No waste for the West Side
by Brooke Borba | Patterson Irrigator
Oct 17, 2013 | 2122 views | 0 0 comments | 463 463 recommendations | email to a friend | print
After nearly two years in the making, Patterson’s homeless advocacy group Helping Others Sleep Tonight is about to open a homeless shelter in town as of Oct. 19.

It couldn’t come soon enough, as fall will finally give way to the colder seasons, prompting local homeless citizens to seek shelter during the bitter months.

For citizens who are concerned that the completed project will encourage handouts in town—think again. The no-substance house intents to guide people through the process of obtaining documentation and finding homes and jobs, while ensuring that the occupants will be doing household chores. There is no free ride to be found here. Occupants will work for their keep.

Another contributing factor is the price the city of Patterson paid for the building, which provides more bang for the buck when compared to another apartment complex for homeless young adults, known as Meadow Glen Apartments in Modesto. Glen Meadows, which opened Wednesday, Oct. 2, was built with federal housing money funneled through City Hall for $5.7 million.

Accordingly, the per-unit cost would equal $178,125, despite median prices for regular housing for the Glen Meadows area at $165,000 in August, according to DataQuick.
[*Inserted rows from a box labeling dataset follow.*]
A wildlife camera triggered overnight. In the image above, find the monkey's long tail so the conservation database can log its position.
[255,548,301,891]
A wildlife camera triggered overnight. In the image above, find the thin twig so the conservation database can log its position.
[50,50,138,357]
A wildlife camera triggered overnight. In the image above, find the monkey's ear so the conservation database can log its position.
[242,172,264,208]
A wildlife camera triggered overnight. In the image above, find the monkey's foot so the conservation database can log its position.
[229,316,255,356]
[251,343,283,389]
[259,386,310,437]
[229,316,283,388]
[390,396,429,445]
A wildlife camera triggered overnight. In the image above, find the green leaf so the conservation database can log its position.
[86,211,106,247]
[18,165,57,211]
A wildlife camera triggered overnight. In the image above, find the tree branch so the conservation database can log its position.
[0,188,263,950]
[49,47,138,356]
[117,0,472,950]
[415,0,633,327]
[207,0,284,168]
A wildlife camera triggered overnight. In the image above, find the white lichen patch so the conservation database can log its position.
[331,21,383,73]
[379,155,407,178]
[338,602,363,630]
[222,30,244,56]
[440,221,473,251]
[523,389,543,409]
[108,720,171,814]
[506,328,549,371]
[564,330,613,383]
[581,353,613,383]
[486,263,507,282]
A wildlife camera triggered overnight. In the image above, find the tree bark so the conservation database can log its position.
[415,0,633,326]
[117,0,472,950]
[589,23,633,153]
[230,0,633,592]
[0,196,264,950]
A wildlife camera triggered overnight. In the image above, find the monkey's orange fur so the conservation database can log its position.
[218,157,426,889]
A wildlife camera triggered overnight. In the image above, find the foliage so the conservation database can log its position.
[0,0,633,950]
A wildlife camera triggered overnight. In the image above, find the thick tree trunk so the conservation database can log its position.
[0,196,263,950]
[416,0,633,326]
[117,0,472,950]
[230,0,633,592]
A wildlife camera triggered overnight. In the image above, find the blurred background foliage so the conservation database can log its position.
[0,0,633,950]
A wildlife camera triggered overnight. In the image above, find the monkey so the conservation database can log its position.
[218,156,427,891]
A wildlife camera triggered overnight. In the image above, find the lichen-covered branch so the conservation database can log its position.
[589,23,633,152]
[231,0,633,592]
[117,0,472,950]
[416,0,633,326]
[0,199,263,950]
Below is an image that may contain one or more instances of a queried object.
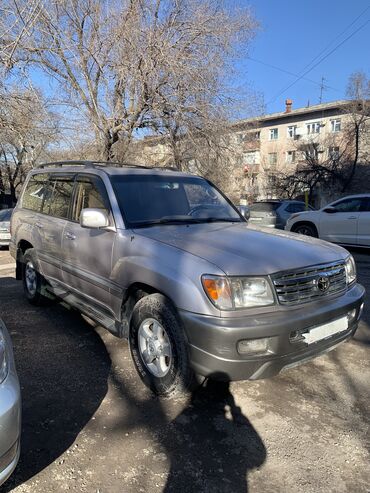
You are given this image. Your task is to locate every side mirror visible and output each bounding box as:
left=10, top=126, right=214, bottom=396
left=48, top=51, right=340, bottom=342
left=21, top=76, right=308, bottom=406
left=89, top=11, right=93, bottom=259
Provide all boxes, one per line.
left=323, top=206, right=338, bottom=214
left=80, top=209, right=109, bottom=229
left=238, top=205, right=251, bottom=221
Compared to this large sum, the city of Patterson scored big with less than a quarter of a million dollars spent for Patterson’s own homeless house, according to a West Side architect.

In April 2012, Patterson city council approved a 15-year, zero interest loan of $230,000 for the group and is now slated to open this weekend — complete with housing for 16 individuals, 8 two person bedrooms, a feature family suite for four people, a 20 person dining room, 3 full bathrooms, 1 laundry room, 1 half bath, and two offices—all within 5,200 square feet.
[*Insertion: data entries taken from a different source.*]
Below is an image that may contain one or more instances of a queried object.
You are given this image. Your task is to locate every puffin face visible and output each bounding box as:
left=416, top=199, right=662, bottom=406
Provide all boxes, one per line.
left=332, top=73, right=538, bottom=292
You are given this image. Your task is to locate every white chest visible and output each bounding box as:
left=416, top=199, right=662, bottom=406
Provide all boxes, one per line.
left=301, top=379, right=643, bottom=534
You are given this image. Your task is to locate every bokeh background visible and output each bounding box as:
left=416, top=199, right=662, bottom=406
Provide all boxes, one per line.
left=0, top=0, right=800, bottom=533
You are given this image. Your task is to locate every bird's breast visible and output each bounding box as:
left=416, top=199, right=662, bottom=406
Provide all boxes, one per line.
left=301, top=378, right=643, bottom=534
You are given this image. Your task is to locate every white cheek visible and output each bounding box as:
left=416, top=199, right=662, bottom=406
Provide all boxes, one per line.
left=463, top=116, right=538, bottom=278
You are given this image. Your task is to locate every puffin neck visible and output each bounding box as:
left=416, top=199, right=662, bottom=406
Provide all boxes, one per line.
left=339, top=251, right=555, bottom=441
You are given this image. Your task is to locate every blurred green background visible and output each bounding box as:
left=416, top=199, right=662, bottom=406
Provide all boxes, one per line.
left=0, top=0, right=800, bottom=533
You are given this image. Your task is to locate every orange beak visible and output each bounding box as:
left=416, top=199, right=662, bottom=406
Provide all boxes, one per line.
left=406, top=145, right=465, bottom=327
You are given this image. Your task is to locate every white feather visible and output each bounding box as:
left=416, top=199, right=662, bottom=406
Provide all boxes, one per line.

Meadow Glen houses twice as many residents, but operates at a much higher expense rate for the 2-acre, 32-unit complex, with a ratio of nearly 65 H.O.S.T. homes for the cost of one Meadow Glen.

The West Side architect stated that Patterson was incredibly lucky to obtain the H.O.S.T. home for its current price, and said that contributing factors to obtaining such a successful sum were the freebies granted from local community members, including free drywall, engineering, concrete and wood framing.

Generally, most organizations must already be built in order to receive grants and funding, but many contributing factors within the West Side pulled together to create a cost effective building, which in turn will increase the West Side’s economic standing as patrons steadily rise on their feet to obtain jobs. Local volunteers should be applauded, as well as the city for their careful consideration on this action item.

The local architect attests to the building’s durability as well, stating that the overall ambiance was “pleasant, soothing, and durable.” Logically speaking, Patterson did well on the project, and pulled together all their resources for giving the community a hand-up instead of a hand-out. Well done, West Side.